As staunchly anti-advertising, I wouldn't include advertising on anything I publish personally, but then I also don't publish anything, so I have no pressure to change my stance. I think I've convinced myself that my opinion doesn't matter to those who may be able to earn a decent stream from advertising (as much as I dislike that, and as much as I dislike my opinion being value-less).
It's an act of self-protection. I'm not anti-advertising. I'm anti-running-untrusted-software on my property. If they had stuck to adwords and static images with no invasive tracking I'd let their ads run. But the surveillance capitalists can't help themselves and want to run their 50MB spyware payload on my computer. I say no to that garbage.
There's no contradiction; ad blocker usage is common within the industry.
Well, I think either way, Internet ads are dead for the most part. They have been dead for many years now. They started exactly the same way and went through the same flow. There were all kinds of ads: ads to install junk, ads that were totally misleading, ads that were very sexual in nature just to tempt users into clicking them, and ads that were totally irrelevant to the topic of the website or the user's interests.

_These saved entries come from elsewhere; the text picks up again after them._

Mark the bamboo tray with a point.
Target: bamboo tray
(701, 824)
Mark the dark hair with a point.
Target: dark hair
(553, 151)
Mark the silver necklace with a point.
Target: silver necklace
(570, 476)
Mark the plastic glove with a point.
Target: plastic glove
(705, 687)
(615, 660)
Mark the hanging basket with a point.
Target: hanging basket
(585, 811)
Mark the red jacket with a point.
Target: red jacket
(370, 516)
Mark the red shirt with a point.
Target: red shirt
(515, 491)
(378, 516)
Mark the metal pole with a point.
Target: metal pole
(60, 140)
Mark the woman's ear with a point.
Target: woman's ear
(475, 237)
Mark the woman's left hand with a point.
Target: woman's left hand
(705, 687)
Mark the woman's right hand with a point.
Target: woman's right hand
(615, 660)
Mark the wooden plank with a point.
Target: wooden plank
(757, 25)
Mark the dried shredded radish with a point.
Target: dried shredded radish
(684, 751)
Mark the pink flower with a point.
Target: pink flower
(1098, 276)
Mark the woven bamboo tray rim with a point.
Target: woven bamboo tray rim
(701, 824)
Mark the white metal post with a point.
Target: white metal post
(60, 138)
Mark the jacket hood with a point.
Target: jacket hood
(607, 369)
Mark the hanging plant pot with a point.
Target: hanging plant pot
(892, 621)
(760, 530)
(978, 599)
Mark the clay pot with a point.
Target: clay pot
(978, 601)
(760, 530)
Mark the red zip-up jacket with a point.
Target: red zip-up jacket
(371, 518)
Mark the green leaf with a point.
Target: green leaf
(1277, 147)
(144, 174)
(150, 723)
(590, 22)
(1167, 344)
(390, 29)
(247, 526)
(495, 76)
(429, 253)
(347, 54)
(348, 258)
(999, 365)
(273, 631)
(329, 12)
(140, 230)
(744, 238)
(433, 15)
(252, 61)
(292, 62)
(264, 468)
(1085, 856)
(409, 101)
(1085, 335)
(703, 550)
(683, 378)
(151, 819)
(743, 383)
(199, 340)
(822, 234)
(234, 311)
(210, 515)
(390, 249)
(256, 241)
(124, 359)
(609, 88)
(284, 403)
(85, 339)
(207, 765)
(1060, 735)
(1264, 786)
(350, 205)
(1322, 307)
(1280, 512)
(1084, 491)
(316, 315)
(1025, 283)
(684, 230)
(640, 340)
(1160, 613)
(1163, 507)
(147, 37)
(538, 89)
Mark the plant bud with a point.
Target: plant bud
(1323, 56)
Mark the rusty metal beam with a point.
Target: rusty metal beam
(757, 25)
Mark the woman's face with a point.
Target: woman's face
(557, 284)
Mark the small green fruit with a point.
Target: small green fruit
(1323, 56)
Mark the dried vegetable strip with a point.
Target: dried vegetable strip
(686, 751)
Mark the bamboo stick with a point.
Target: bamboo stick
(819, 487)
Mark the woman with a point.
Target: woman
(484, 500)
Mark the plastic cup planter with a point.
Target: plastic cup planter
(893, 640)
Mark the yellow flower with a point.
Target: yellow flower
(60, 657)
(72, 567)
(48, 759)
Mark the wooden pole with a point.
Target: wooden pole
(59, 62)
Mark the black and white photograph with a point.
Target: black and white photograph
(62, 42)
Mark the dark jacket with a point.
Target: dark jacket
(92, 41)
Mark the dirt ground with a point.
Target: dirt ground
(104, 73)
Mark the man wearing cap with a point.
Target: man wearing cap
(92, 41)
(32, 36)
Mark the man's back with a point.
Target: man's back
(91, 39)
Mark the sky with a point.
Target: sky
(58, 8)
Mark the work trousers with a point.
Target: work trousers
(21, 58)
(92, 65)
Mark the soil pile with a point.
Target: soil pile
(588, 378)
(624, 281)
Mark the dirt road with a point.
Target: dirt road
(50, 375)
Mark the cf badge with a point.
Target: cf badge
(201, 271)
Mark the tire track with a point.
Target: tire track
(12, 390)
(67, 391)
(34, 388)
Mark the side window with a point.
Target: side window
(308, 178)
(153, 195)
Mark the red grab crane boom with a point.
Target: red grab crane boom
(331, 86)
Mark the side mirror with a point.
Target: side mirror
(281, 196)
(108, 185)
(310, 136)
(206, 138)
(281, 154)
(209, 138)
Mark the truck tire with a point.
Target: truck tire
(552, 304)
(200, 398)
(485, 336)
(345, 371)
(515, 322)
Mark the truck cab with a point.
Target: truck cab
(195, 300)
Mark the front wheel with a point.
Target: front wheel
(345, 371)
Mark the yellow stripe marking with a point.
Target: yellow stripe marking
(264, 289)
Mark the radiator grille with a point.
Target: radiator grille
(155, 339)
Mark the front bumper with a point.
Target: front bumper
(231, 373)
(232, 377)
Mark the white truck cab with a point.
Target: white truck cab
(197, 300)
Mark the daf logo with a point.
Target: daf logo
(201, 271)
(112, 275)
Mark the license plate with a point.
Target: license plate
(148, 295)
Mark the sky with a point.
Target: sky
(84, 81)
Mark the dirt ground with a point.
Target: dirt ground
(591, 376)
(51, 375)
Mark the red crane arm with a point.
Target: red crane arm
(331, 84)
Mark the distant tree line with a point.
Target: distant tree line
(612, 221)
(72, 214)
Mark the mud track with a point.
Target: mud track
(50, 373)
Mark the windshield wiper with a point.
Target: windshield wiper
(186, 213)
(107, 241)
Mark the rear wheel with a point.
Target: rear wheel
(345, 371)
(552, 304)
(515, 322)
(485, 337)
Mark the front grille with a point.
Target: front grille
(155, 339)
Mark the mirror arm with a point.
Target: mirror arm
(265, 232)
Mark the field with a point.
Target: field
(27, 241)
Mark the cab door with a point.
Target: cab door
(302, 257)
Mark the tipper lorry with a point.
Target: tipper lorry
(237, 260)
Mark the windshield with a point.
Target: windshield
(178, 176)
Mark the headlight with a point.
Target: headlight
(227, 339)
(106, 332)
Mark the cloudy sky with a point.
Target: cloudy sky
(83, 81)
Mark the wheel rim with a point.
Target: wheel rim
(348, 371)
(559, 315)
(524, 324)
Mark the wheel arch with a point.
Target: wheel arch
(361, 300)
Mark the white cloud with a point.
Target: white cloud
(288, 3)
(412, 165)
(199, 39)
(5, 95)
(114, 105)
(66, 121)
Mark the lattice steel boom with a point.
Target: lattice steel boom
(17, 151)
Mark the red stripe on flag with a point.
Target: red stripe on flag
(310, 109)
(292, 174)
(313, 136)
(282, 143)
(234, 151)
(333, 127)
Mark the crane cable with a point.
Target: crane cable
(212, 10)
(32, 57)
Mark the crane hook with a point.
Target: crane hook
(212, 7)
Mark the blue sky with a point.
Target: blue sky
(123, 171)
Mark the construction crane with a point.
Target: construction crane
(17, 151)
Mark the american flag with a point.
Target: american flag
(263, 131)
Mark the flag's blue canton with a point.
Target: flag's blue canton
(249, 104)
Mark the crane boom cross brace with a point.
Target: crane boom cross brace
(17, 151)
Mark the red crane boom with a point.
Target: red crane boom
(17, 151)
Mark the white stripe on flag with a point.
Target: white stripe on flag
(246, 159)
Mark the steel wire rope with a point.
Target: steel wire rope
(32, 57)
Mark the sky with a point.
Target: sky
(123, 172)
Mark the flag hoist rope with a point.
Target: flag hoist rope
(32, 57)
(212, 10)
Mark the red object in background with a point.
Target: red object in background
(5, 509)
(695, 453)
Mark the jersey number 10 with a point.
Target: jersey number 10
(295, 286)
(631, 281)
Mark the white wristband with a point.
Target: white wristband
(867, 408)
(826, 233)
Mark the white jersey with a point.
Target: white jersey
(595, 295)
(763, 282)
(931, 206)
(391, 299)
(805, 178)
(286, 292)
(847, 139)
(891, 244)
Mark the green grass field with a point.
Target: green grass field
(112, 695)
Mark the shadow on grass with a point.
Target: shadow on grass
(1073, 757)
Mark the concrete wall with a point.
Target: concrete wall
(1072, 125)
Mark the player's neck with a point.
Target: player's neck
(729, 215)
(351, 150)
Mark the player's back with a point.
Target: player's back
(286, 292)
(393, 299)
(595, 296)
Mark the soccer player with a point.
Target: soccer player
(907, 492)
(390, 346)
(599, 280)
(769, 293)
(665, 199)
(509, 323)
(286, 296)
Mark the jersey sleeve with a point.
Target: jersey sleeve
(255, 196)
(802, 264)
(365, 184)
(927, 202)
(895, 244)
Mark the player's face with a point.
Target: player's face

But then it got so bad that people started using ad blockers long ago, and they got rid of this mess. Later, companies slowly started moving away from Internet advertising in general, and when the mobile and smartphone market started to take off, all the money flowed into that world instead. If you look at the way ads work in the mobile industry, even today, they are full of junk and incentivize users to install apps and perform specific actions. There is an equal amount of junk and misleading content in mobile ads today, like there used to be in Internet ads more than a decade ago. But right now, we are at that point. Mobile ads will also start getting muted one way or the other, and there will be huge incentive and opportunity sitting on top of that right there.
To add to this specific article, though, I would say it would have hardly made a difference anyway for the author in 2025.
The problem is not the marketing of services and products.
The problem is the vector for tracking and for installing malware on users' browsers. I'd actually love to be notified when interesting products are available - but I block ads out of the defensive stance that the advertising industry pushed many people into.